Introduction

There has been great progress toward addressing the burden of HIV/AIDS including a reduction of new infections and increased coverage of antiretroviral treatment (ART). South Africa is close to meeting the first UNAIDS 90-90-90 target, however, as more people become aware of their status, testing those who are undiagnosed becomes more challenging.

Methodology

Hillbrow CHC is one for the largest facilities in South Africa, situated in the City of Johannesburg and serving the community of the inner city including many migrants; it has the biggest ART programme in Johannesburg. Recently positivity yield at the facility has been decreasing.

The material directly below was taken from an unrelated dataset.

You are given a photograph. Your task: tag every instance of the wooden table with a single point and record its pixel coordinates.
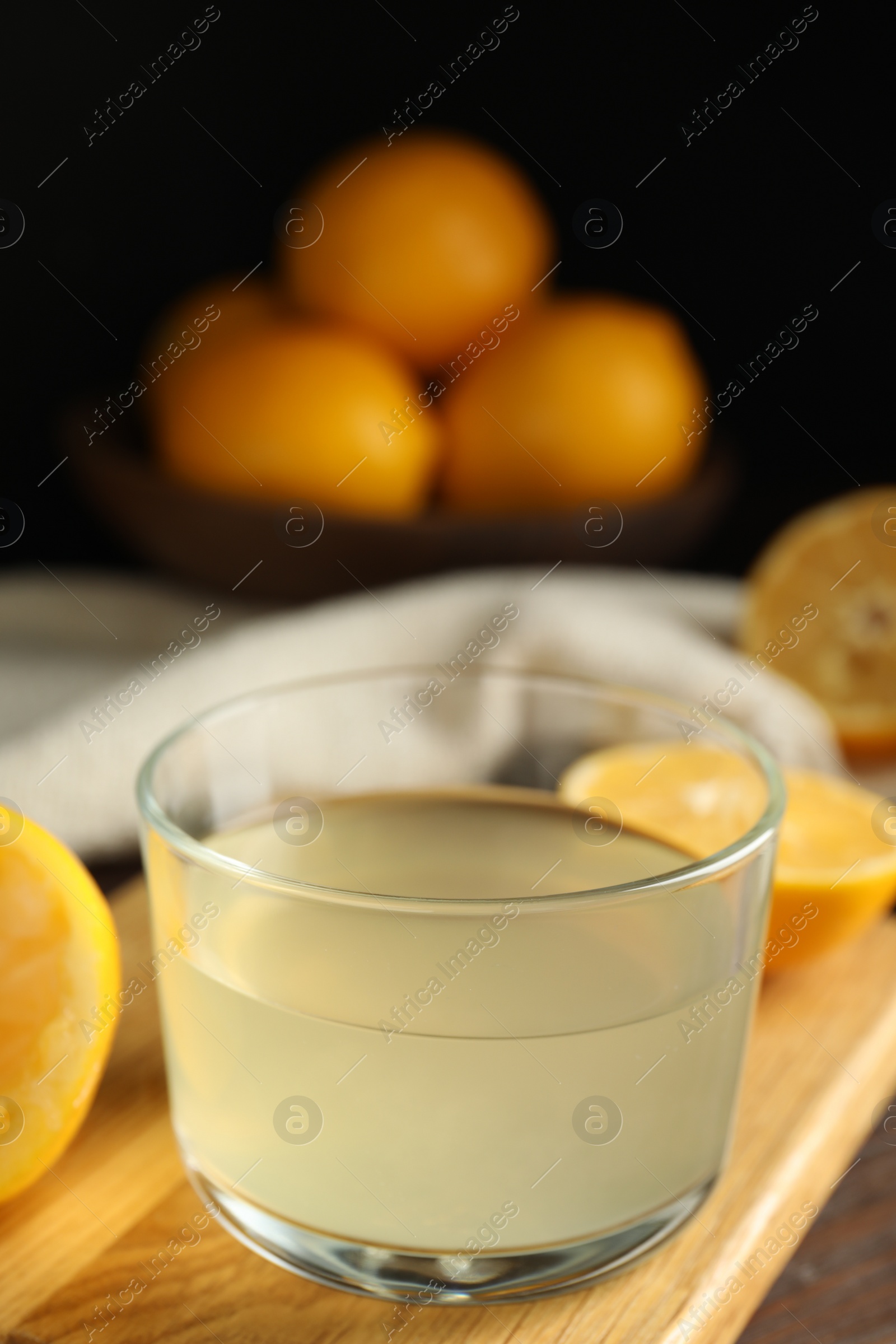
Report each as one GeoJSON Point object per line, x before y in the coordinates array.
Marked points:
{"type": "Point", "coordinates": [821, 1063]}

Anova Health Institute as a PEPFAR District Supporting Partner has direct service delivery staff placed at the facility. Anova piloted the use of an HIV risk assessment tool endorsed by PEPFAR/USAID. The tool targets all clients aged 25-50 entering the facility.  It is based on 3 questions: knowledge of HIV status; utilization of health services in the past 6 months and   sexual practice.  Based on the response the client is redirected for HIV testing or prevention services.

We aimed to use routine data to explore the effectiveness of the tool in identifying HIV positive clients more efficiently.

Results:

Implementation started in March 2020.  16 of 40 counsellors used the risk assessment tool. A total of n=12545 were screened from March-December 2020.  n=7688 clients screened high risk and were tested (61%).   We   identified n=1581 positives (21% yield).  Screening contributed 41% to the total HIV tests done (30674), but 77% of the positives identified. The overall facility positivity yield was 7%.

Conclusion

The use of the HIV risk screening tool promoted targeted testing, minimized random testing and resulted in a high positivity yield.  Scaling up the use of the tool to all counsellors at the facility would result in improved testing efficiency.